Consumers who bought the rootkit-infected music would get free music downloads. A judge still has to approve the settlement before it's final; that decision is expected sometime in January.

Gregg Keizer, Contributor

December 29, 2005

3 Min Read

Lawyers working the class-action lawsuit against Sony BMG Music filed a proposed settlement with a federal court Wednesday that if approved, would force Sony to stop making copy-protected CDs, pay affected customers a small fee, and provide replacement discs and/or other albums.

Several class action suits were filed in New York and California during November that claimed Sony's copy-protection technology, which had come under fire earlier in the month, damaged buyers' computers. On Dec. 1, the court consolidated about 10 pending class-action cases, and appointed two law firms, Girard Gibbs & de Bartolomeo of California, and Kamber & Associates of New York, to handle the combined suit.

According to the settlement papers filed with the U.S. District Court, Southern District of New York, "the parties engaged in virtual round-the-clock settlement negotiations" through most of December.

"The primary and overriding concern of the parties over the course of these lengthy, arms’-length negotiations was an effort to provide prompt relief to consumers affected by XCP and MediaMax software, in order to limit the risk that these consumers’ computers would be vulnerable to malicious software," the papers continued.

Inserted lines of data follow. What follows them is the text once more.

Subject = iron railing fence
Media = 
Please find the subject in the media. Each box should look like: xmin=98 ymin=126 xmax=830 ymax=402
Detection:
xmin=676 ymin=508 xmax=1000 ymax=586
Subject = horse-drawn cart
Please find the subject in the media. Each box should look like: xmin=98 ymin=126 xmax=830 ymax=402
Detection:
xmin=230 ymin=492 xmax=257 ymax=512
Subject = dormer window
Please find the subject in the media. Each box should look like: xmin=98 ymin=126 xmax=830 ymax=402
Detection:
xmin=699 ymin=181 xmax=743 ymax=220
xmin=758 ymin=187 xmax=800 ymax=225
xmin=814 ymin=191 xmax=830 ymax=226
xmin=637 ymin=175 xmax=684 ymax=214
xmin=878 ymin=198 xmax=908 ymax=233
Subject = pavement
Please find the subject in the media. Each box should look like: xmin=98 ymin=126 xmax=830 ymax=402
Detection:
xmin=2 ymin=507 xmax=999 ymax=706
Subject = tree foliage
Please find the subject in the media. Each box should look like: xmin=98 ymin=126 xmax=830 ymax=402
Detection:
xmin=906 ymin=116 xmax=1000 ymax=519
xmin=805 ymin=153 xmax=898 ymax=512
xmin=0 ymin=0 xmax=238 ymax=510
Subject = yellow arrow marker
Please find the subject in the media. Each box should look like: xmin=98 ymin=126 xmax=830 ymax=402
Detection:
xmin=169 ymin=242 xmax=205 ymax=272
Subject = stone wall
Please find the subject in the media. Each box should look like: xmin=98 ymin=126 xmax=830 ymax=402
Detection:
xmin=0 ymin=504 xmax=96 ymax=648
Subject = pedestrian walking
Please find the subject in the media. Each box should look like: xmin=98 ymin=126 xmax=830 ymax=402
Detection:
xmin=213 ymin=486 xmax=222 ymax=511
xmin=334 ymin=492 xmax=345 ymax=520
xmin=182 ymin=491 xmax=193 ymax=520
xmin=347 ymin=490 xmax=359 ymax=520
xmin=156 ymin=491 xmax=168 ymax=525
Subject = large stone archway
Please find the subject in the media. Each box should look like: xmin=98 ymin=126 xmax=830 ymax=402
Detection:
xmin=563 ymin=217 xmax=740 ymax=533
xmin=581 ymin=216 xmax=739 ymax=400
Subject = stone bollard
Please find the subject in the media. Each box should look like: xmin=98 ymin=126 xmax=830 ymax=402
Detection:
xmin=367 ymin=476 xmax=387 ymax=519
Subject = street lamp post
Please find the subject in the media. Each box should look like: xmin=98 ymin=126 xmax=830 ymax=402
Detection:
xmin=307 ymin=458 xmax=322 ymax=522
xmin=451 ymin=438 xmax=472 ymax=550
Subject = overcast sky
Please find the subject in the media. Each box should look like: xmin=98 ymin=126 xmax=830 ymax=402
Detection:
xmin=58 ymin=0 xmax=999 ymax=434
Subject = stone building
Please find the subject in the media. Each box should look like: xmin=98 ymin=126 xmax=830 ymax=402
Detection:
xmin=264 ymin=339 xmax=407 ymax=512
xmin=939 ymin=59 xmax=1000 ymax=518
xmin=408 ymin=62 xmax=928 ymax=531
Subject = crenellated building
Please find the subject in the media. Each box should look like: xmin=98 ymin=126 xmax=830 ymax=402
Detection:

Among the provisions of the settlement, Sony BMG would be barred from using XCP or MediaMax technologies to copy-protect its music CDs, will continue to update the uninstall utilities for removing the XCP and MediaMax copy-protection schemes, and will offer two different incentive programs to buyers of XCP-protected discs so that they return copy-protected CDs.

Furthermore, until 2008, any copy protection scheme Sony BMG uses on its audio CDs must meet a slew of criteria, including ones which require that it get users' explicit permission before installing rights software, that uninstallers for the copy protection be available, and that a third party verify that the copy-protection technology doesn't present any security risk. The first incentive plan would award buyers of XCP copy-protected CDs a cash payment of $7.50 and a free download of one album from a list of more than 200 titles in Sony's catalog. The second program allows for downloads of three albums, but dispenses with the cash. The downloads will be available from three different music services; Apple's iTunes will likely be one of the three. Buyers of MediaMax CDS, meanwhile, would be given a free download for each album they've bought -- again, from a library of some 200 titles -- and will also be able to download a non-protected version of the MediaMax-enabled disc they purchased.

Previously, Sony had admitted that its XCP and MediaMax copy protection software created a security risk, and had begun pulling protected CDs from store shelves.

Even if the settlement is approved by the court, that won't put an end to Sony BMG's legal woes. Texas Attorney General Greg Abbott sued Sony in November, citing his state's anti-spyware statues.

The Sony copy protection brouhaha began in early November when security researcher Mark Russinovich discovered that Sony's rights management scheme secretly planted a rootkit on users' machines.

A copy of the proposed Sony class-action settlement can be downloaded from Sunbelt Software's Web site.